Great explanation below. From: http://australianopinion.com/index.php?topic=1820.0
"One thing everyone - including all socialists - can agree on, is that of all the attempts to introduce socialism in the twentieth century: - Russia, China, Kampuchea, Cuba, Ethiopia, Iraq, Tanzania, you name it - none of them resulted in the achievement of true socialism.
Many people believe that ‘socialism is good in theory’, and the reason it didn’t work is because in practice, in every case, a person or persons of bad character miscarried the original good intentions of the socialist project: Stalin here, Pol Pot there, and so on. In theory it could work, it’s just that circumstances didn’t work out right.
But in fact, socialism is impossible in theory, and therefore can never be achieved in practice, for one simple reason, which all the socialists overlooked, at the cost of over one hundred million lives.
Why? Not hard to relate.
Capitalism means the private ownership of the means of production, and socialism means the public ownership of the means of production.
In a market economy, the capitalist buys stuff earlier on to produce something to sell later on. If the price ends up being more than the cost of all the stuff he had to buy to produce the product, then he makes a profit. If the price he gets ends up being less than the cost of all the stuff – the factors of production – then he makes a loss. If he keeps on making losses, he goes out of business.
The capitalist tries to predict whether the price that society puts on the end product is going to be greater than the price society puts on the factors of production. How he figures it out is by comparing the costs. So for example, a farmer adds up the costs of land, seed, fertilizer, tractor, diesel and so on, and compares it with what he thinks he can get for the food he produces.
Okay, now suppose that true socialism is achieved: public ownership of the means of production. So now all the farms, factories, offices, machine tools, tractors, bakers’ ovens – all factors of production whatever – are publicly owned. There is now no market for the factors of production, because the whole purpose of socialism is to get rid of the market for the means of production. There is no longer private ownership of the means of production because the socialists are going to replace it with a better, fairer system.
Okay. So how is anyone going to know the economical way to produce something? How are you going to know whether, in producing a crop of grain, you are using up more resources than you are producing? In a capitalist system, you would know it by the system of profit and loss. You would compare the prices of the inputs with the prices of the outputs.
But under socialism, you can’t compare prices because there aren’t any, because you abolished the institution that produces them: the market in capital goods.
The central planners can plan all they want, but they will be flying blind.
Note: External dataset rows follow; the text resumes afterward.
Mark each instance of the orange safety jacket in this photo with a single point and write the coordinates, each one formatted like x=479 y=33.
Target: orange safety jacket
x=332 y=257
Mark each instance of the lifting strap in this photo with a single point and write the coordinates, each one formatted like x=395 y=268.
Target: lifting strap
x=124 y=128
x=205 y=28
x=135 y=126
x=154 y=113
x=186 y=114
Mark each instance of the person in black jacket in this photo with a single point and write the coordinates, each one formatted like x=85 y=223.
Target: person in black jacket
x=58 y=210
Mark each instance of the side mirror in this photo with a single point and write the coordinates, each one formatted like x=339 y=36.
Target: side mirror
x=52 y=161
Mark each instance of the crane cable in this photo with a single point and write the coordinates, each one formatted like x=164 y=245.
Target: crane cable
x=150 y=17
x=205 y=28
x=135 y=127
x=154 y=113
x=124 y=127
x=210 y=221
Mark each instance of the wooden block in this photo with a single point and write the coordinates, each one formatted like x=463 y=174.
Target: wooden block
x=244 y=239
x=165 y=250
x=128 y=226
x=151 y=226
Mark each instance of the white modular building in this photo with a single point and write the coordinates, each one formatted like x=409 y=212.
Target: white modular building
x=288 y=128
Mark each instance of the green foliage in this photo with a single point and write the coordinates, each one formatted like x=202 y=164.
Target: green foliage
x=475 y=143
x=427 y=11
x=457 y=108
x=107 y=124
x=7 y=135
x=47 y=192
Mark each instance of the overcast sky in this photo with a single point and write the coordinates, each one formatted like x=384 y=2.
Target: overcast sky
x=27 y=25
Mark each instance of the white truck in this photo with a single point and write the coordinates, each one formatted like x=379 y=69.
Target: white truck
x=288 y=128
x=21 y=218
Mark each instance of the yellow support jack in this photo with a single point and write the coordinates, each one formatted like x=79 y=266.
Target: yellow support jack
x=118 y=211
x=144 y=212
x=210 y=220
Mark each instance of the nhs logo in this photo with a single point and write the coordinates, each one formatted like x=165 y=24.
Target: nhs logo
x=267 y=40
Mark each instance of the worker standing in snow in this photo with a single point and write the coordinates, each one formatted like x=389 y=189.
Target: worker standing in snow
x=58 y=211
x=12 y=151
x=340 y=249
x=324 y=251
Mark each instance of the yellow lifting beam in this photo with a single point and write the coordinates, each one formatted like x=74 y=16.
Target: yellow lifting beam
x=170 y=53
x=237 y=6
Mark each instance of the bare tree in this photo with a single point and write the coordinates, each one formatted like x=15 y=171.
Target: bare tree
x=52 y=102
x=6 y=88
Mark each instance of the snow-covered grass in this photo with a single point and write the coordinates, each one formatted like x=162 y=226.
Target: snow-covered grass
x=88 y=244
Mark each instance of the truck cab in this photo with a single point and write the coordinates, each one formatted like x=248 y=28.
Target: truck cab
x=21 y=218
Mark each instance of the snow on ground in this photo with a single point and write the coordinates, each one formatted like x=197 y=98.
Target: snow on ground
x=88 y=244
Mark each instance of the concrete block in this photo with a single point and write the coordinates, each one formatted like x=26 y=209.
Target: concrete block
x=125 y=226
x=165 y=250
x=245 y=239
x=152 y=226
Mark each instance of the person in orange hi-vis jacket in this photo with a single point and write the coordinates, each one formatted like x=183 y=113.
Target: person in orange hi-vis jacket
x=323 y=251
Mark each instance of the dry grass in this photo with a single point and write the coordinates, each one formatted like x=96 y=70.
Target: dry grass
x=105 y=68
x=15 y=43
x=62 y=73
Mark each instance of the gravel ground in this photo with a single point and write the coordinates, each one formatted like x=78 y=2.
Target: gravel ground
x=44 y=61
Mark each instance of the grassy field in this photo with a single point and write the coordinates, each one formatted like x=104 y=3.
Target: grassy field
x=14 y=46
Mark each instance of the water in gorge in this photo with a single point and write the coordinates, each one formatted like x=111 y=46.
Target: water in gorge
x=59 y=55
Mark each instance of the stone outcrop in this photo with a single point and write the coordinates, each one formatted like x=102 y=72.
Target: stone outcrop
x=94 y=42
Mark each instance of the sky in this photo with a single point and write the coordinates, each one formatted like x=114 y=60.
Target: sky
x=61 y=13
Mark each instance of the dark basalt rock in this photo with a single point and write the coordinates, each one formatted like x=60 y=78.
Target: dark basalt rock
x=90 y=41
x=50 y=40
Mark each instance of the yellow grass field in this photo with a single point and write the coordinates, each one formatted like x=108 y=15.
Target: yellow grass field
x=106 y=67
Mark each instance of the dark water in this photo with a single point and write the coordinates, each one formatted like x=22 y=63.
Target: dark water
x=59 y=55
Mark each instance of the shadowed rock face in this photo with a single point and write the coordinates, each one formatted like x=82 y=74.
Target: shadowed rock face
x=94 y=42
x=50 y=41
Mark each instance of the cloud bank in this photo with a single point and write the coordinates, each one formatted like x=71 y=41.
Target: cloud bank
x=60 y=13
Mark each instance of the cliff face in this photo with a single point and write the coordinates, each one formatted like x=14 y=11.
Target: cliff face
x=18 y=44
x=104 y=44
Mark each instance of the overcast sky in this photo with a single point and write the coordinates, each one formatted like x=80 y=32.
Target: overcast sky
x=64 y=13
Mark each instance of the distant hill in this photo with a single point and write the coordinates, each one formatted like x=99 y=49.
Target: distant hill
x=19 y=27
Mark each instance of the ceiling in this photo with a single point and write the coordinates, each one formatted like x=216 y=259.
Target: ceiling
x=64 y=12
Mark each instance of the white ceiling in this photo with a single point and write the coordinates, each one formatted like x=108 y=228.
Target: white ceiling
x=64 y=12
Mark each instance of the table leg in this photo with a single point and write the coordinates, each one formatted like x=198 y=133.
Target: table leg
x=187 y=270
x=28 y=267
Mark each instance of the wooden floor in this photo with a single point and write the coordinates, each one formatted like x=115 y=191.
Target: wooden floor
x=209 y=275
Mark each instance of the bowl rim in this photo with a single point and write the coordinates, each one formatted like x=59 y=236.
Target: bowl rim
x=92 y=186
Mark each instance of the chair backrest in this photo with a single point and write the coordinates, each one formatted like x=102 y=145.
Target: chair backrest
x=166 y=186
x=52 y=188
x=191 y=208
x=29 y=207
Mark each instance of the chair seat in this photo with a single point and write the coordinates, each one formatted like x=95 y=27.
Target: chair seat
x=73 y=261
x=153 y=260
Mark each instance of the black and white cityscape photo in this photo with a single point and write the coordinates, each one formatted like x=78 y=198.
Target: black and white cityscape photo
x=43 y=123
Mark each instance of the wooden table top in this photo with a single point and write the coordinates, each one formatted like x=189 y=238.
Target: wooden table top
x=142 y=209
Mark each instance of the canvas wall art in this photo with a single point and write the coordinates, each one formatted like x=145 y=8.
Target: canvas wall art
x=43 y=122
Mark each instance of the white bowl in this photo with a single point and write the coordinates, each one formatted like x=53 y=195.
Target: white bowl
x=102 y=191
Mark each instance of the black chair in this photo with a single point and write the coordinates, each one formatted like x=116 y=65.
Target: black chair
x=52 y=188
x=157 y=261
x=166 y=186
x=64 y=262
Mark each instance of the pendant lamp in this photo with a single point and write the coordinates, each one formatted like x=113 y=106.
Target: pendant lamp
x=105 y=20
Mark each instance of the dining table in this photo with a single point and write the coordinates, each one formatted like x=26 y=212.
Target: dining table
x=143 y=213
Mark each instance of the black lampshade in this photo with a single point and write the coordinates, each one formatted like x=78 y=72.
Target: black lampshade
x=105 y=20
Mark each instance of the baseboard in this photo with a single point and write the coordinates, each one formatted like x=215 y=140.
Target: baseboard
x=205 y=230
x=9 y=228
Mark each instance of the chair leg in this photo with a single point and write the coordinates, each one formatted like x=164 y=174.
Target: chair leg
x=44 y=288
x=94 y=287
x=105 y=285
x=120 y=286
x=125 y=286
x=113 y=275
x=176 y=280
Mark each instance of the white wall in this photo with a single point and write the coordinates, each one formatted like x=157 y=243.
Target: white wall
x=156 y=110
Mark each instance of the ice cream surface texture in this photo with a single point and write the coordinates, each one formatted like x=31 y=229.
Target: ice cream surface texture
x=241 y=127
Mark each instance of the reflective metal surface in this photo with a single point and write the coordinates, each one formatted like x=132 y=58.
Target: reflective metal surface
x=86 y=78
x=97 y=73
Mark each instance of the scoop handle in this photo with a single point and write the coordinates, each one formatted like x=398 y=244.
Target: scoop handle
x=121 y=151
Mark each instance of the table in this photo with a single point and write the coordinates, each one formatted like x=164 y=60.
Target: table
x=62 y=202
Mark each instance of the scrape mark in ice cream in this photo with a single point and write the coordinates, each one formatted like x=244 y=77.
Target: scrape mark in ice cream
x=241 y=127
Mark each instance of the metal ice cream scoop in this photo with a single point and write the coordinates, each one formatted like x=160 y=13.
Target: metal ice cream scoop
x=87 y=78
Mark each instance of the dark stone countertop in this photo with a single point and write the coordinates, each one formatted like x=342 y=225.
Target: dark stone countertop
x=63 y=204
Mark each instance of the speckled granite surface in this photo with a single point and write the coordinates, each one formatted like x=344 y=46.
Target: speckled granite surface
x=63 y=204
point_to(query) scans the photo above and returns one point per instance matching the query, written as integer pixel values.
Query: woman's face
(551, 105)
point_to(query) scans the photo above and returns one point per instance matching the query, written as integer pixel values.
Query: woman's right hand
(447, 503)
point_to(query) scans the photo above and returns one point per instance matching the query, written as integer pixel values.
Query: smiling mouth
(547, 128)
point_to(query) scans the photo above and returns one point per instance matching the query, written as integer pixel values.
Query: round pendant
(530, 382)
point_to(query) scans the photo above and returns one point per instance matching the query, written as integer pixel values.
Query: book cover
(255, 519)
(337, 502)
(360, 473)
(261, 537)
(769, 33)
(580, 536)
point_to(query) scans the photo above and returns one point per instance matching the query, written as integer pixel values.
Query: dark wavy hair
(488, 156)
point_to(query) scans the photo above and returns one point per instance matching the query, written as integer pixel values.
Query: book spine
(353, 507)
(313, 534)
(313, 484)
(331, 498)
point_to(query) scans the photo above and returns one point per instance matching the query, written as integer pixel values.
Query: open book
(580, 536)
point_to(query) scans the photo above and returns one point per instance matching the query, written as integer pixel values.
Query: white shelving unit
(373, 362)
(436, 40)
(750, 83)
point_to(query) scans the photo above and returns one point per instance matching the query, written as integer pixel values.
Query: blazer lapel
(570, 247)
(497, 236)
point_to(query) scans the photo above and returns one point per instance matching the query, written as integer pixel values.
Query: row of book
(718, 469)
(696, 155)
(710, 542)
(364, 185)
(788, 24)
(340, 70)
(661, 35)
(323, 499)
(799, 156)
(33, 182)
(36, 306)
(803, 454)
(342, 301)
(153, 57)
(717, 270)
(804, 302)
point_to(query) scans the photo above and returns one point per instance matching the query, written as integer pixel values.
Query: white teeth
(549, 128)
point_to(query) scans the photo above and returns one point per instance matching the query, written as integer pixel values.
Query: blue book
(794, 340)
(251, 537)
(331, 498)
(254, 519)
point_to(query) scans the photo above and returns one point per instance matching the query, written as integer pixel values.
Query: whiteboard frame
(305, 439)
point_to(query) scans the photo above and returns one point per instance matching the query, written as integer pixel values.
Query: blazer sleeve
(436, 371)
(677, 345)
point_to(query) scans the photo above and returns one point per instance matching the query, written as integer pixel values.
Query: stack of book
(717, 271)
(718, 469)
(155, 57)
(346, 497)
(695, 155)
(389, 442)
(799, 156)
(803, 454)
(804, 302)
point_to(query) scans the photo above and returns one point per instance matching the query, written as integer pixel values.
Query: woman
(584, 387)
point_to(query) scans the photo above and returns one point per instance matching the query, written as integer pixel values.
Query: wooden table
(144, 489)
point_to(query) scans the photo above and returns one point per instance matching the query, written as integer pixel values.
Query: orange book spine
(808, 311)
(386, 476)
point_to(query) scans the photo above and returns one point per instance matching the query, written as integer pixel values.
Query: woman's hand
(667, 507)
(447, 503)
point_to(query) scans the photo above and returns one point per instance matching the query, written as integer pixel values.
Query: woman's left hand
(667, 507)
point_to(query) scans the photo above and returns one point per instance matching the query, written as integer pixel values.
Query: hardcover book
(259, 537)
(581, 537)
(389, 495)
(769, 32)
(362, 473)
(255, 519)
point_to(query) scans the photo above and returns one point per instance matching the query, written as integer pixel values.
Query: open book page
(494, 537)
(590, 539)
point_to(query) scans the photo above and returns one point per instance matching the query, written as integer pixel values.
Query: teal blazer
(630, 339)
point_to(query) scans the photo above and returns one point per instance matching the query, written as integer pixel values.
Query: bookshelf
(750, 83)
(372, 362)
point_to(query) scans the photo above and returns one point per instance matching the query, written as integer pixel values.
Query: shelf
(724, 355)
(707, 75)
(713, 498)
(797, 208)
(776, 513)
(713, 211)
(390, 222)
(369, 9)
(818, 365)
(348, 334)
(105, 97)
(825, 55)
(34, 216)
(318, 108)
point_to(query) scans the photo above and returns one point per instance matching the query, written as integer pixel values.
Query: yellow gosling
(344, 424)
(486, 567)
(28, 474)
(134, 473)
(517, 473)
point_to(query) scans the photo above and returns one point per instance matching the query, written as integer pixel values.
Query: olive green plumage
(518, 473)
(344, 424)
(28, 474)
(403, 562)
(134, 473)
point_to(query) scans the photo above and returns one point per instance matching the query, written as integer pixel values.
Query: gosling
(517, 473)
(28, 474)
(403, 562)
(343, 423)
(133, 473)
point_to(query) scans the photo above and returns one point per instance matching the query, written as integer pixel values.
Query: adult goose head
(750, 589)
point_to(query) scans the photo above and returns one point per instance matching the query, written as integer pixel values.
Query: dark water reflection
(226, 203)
In a simple subsistence economy you might be able to compare costs and benefits by comparing physical quantities of fish with apples. But in a modern society, supporting tens of millions of people, with very complex myriad production processes, how are you going to figure out whether it’s more economical to make a house out of timber or steel, or to use gyprock or weatherboard? How are you going to figure out how to make an electric kettle, and with what? How are you going to avoid wasting more than you’re producing? You can't know whether you are or aren't.
That’s why in the Soviet Union, they took stuff out of the earth, added labour, skill, time, organization and money, and ended up with stuff that was worth less than the original raw materials! That's why it was cheaper to fly from Moscow to Minsk to buy a toilet seat than it was to stay in Moscow and buy a toilet seat.
Even if you decided to go back to a barter economy, it would still require the deaths of all the millions of people whose lives have only been made possible by the higher productivity of life under a system of production that uses economic calculation based on money. And of course, that’s exactly what happened in both Russia and China: literally tens of millions of people starved to death while crops rotted in the fields.
So in other words, the reason true socialism was never achieved, was not because Stalin etc. hijacked what was otherwise a noble and good idea. Contrary to socialist wishful thinking, socialism is not an alternative form of economy, let alone the path to a fairer society, it is the abolition of rational economy. It is impossible both in theory and practice, and necessarily leads to political dictatorship and economic chaos – planned chaos.
Only private ownership of the means of production holds out the possibility of handling all the millions of different possibilities by enabling the calculation in one common denominator: money, thus enabling myriad different methods of production to be directly compared. Thus economic calculation is not a category of human action in general, it is a category of market action.
All this was shown by the great Austrian theorist Ludwig von Mises – before the great socialist disasters of the twentieth century: the massive famines, the deaths of millions, the labour camps, the poverty, misery and destruction. No-one ever refuted him. Please try if you like.
But the idea dies hard that public ownership of the means of production will make for a better, fairer society. Many people today, filled with the best intentions, continue to urge government to take actions that, if carried out, will be the deaths of hundreds of millions of people. The latest example is the environmental movement and its equally misguided and conceited opposition to the energy supply supporting the lives of literally billions of human beings. It is ironical that the most anti-social and violent belief system in the history of the world continues to sell itself to its well-intentioned adherents as a philosophy of caring and sharing."